Sounds gross, right? I was AMAZED! It didn't smell at all.
We moved in a year ago and turned the turntable on our composting toilet. Instead of a flushing toilet, we have an indoor outhouse. It has three 50 gallon barrels on a turntable in the basement, so that about every 6 months, we have filled a barrel and are ready for a new one. This is the story of emptying the first barrel.
It's not just all filled with human waste and toilet paper. No! We also throw all of our kitchen scraps down there. Each time we make a deposit of any kind, we add a scoop of sphagnum moss. The moss makes the worms feel more at home, I think. I add a pitcher of water now and then to make sure they have enough moisture as well. (We don't send our pee down there, it's too acidic for the worms. We have a pee separator, so the pee goes down a drain and outside.)
Yes, where would we be without worms? As soon as we start a new barrel, I add about 200 red wigglers to the bottom of the barrel. They make themselves at home and start doing their cosmic task: eating our waste and making dirt. When we turn the turntable, I add another 200 worms to the top of the barrel. Maybe I'm adding too many worms---but I'd rather have too many than not enough!
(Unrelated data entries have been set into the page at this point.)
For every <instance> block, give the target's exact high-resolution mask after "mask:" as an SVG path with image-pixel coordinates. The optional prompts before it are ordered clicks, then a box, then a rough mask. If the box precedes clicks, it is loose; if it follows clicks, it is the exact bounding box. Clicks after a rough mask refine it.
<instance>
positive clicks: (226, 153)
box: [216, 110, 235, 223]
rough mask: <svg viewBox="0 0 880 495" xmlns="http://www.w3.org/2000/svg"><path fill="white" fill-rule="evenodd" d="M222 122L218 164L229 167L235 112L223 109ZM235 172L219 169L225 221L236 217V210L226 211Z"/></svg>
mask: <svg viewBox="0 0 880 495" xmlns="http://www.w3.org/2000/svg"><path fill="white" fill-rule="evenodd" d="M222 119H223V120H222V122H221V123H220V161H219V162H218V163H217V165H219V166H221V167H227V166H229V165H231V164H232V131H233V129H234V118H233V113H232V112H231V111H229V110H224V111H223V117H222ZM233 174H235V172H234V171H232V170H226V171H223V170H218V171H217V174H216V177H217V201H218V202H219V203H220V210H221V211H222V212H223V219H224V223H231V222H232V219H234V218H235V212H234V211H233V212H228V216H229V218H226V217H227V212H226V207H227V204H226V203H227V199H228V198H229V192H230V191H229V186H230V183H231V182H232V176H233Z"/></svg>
So we had come to the end of our three barrels! We had filled them all up. Now it was time to take out last year's barrel and see if it really was dirt or not. What if the worms had died? What if they didn't finish their job? What if I didn't add enough water and they died of thirst? I was filled with 'what ifs.'
We had purchased a dolly for this task. Curt got on one end and I got on the other and together we clunked the barrel down the stairs into the driveway. I donned my rubber gloves! :-) We tipped the barrel, but nothing would come out. Curt wanted me to start pulling it out with my hands. That was more than I could bare! So together we tipped it upside down and it came out with a thud.
There it was. A mound of poo! Or was it? This was the moment I had waited for and I dug in! (with my yellow rubber gloves, of course) Low and behold, it didn't smell. If I had to pick a smell, it would have been an earth smell. The worms had done their job! But it was very much like a clay. There were no worms left at all. I think that means they ran out of food and died. Sad.
So what did I find? I found the missing sink stopper. Somehow we dumped it down in there with the vegetable scraps, I guess. Should I re-use it? Hmmmm. I also found avocado peelings still 100% in tack --I found some stickers from apples, I found many, many beetle-type, silverfish-type bugs and I even found some tea bag paper. It was very interesting---kind of like an archeology hunt.
I did take a sample of the dirt and put it in the freezer so the university can tell me if it's safe to put on my flower garden. One thing I don't want is all the bears in the neighborhood to come over to smell my new dirt. Bears can smell better than we can, you know. So for now, I have my new dirt in a garbage can awaiting the time I will actually use the dirt.